Liza Kalverage était une activiste, qui a eu en particulier un grand investissement contre la guerre du Vietnam. Le 25 mai 1965, avec deux autres amies, elle avait bloqué le départ d’un navire qui devait livrer quelques tonnes de Napalm à l’armée américaine. Dans leurs plus beaux habits du dimanche, elles s’étaient tenues sur la plateforme menant au bateau, refusant d’en bouger. Il avait fallu les emmener de force, et elles avaient été arrêtées.

À son procès, elle avait raconté son histoire, et ce sont de ses propres mots que Pete Seeger a tiré magnifique chanson ici proposée. Elle avait expliqué à ses juges comment elle avait été amenée à prendre conscience des questions de responsabilité individuelle et collective. Née en 1923 à Nurenberg, elle avait grandi dans l’Allemagne nazie. Toute jeune, à la fin de la guerre, elle avait rencontré un militaire américain qui se trouvait là en garnison, et qui devait devenir le compagnon de toute une vie, Bernie Kalverage. Mais épouser un militaire américain, en 1945, pour une jeune allemande, n’allait pas de soi : elle avait été longuement interrogée sur son attitude passée à l’époque nazie. Elle n’était qu’une enfant, puis une adolescente quand ce système avait été mis en place. On lui avait alors demandé ce qu’avait été l’attitude de ses parents, et c’est là une question à laquelle elle ne savait pas répondre.

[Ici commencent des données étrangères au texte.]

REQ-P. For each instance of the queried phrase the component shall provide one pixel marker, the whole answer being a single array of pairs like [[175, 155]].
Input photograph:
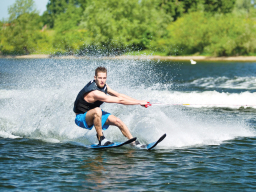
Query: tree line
[[167, 27]]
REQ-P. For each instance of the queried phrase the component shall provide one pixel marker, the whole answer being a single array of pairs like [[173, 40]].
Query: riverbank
[[142, 57]]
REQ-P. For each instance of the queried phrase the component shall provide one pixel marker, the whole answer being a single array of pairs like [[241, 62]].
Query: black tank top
[[80, 105]]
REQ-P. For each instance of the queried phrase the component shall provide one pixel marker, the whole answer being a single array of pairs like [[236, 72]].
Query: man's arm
[[119, 95], [98, 95]]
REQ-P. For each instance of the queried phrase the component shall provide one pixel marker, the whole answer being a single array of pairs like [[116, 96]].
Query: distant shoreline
[[142, 57]]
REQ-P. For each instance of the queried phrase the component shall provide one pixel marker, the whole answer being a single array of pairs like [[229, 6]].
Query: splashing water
[[37, 102]]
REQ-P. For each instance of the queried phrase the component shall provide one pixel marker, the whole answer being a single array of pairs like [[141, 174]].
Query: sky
[[4, 4]]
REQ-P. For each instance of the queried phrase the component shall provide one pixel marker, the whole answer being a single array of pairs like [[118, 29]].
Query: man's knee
[[118, 122], [97, 112]]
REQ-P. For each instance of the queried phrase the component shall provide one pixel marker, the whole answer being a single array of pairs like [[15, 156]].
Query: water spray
[[186, 104]]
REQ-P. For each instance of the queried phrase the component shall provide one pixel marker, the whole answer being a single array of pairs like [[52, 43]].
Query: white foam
[[44, 111], [206, 99], [225, 82]]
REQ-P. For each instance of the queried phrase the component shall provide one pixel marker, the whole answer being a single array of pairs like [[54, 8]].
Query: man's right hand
[[145, 104]]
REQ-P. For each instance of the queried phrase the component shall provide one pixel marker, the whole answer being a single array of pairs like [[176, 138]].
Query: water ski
[[115, 144], [153, 144]]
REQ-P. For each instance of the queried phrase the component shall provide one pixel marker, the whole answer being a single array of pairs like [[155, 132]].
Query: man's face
[[101, 79]]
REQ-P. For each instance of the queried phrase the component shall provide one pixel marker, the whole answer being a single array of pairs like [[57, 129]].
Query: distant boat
[[192, 62]]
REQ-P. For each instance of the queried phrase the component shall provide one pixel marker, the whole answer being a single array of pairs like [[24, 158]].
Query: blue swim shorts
[[80, 120]]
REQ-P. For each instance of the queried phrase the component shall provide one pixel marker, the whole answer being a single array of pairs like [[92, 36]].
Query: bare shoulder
[[112, 92], [97, 94]]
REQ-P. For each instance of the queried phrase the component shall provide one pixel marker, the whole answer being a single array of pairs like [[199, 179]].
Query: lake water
[[210, 144]]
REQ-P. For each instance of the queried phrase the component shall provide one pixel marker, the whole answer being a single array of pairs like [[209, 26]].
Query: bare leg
[[112, 120], [93, 117]]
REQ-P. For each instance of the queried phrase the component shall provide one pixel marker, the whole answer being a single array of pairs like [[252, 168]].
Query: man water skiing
[[89, 114]]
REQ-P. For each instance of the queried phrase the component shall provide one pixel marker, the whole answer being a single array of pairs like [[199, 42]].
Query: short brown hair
[[100, 69]]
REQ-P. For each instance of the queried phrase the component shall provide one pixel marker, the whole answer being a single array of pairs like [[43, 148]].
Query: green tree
[[54, 8], [217, 6], [67, 36], [21, 7], [22, 33], [118, 24], [221, 35], [57, 7]]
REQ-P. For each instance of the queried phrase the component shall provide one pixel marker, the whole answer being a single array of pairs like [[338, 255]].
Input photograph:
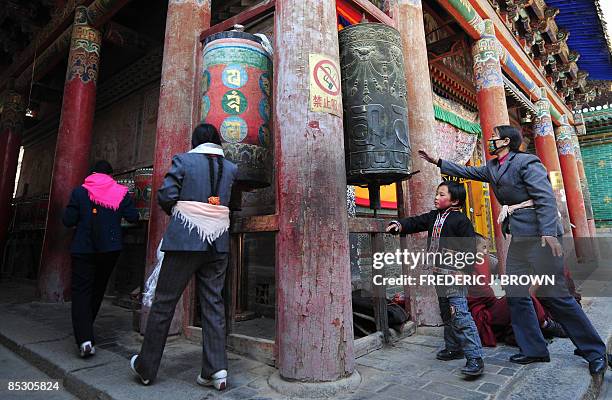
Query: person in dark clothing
[[529, 213], [449, 230], [195, 193], [95, 209]]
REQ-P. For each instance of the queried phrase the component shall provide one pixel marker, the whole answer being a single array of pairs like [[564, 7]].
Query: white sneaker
[[133, 366], [218, 380], [87, 349]]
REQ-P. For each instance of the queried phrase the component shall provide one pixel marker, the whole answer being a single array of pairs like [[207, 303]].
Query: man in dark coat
[[519, 181], [201, 176], [95, 209]]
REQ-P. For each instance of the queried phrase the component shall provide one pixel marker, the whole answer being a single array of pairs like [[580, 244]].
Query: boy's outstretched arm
[[418, 223]]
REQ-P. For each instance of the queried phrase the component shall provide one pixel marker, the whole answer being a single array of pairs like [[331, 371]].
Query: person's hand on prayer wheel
[[428, 157], [394, 227]]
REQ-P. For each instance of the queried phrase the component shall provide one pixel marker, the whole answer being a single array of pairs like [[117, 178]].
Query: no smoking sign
[[324, 85]]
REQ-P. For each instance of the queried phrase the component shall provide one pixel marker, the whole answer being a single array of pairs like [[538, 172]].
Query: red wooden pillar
[[580, 130], [546, 149], [573, 190], [178, 112], [314, 324], [420, 190], [71, 154], [492, 109], [11, 124]]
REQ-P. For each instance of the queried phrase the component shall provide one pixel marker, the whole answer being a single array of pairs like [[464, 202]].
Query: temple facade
[[127, 81]]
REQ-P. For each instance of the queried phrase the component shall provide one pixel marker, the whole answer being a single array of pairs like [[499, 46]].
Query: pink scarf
[[104, 191]]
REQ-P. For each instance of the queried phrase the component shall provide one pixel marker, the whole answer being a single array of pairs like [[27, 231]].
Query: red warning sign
[[325, 93]]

Devenue américaine, elle n’avait pas oublié la leçon. Elle savait qu’on ne doit pas assister sans réagir aux crimes qui se commettent. Elle savait qu’à défaut, on encourrait une responsabilité collective. Et que ses enfants sauraient quoi répondre lorsqu’on leur demanderait ce que faisait leur mère lorsque…

Liza Kalverage est décédée le 8 mars 2009, toujours militante. Cinq enfants, six petits-enfants, deux arrière-petits-enfants sauront répondre à la question.

MY NAME IS LISA KALVELAGE

My name is Lisa Kalvelage, I was born in Nuremberg
And when the trials were held there nineteen years ago
It seemed to me ridiculous to hold a nation all to blame
For the horrors that the world did undergo
A short while later when I applied to be a G. I. bride
An American consular official questioned me
He refused my exit permit, said my answers did not show
I’d learned my lesson about responsibility.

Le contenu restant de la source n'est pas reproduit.